Advanced Example

In the following, we will examine a more advanced example than the getting_started one. This example shows you,

  • how you can add conditions to single steps of the pipeline,
  • how you can apply online learning, and
  • how you can use subpipelines.

Online learning, Subpipelining, and Conditions in pyWATTS

When it comes to testing time-series analysis tools, it is often essential to simulate a production environment. E.g., how evolves the accuracy of a predictive maintenance method through time.

pyWATTS aims to support researchers to answer this question by providing the online learning feature.

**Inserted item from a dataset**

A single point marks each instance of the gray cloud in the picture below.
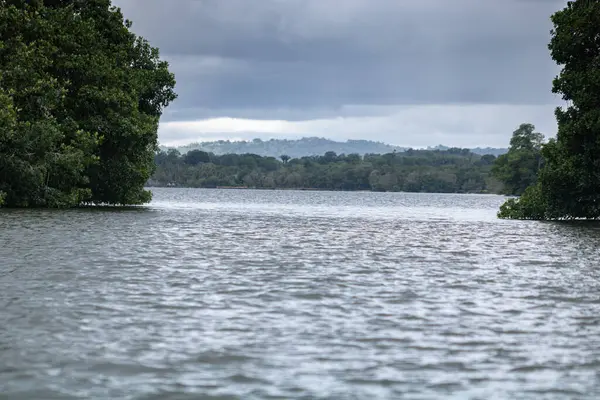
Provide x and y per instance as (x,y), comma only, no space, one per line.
(304,59)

Moreover, in pyWATTS, we can add conditions to steps. These conditions determine if a step should be executed or not. Use-cases of these features might be

  • do not perform a processing step if the resulting information already exists. E.g., if an output file already exists, or
  • only perform the step if the data meets certain criteria. E.g., a timestamp is within a certain interval.

In the following, we implement one step ahead forecast, based on the last two values. Moreover, we use a support vector regressor during daytime and during the night a linear regression.

Note

Currently, if online learning is used in a subpipeline, the outer pipeline must not use online learning.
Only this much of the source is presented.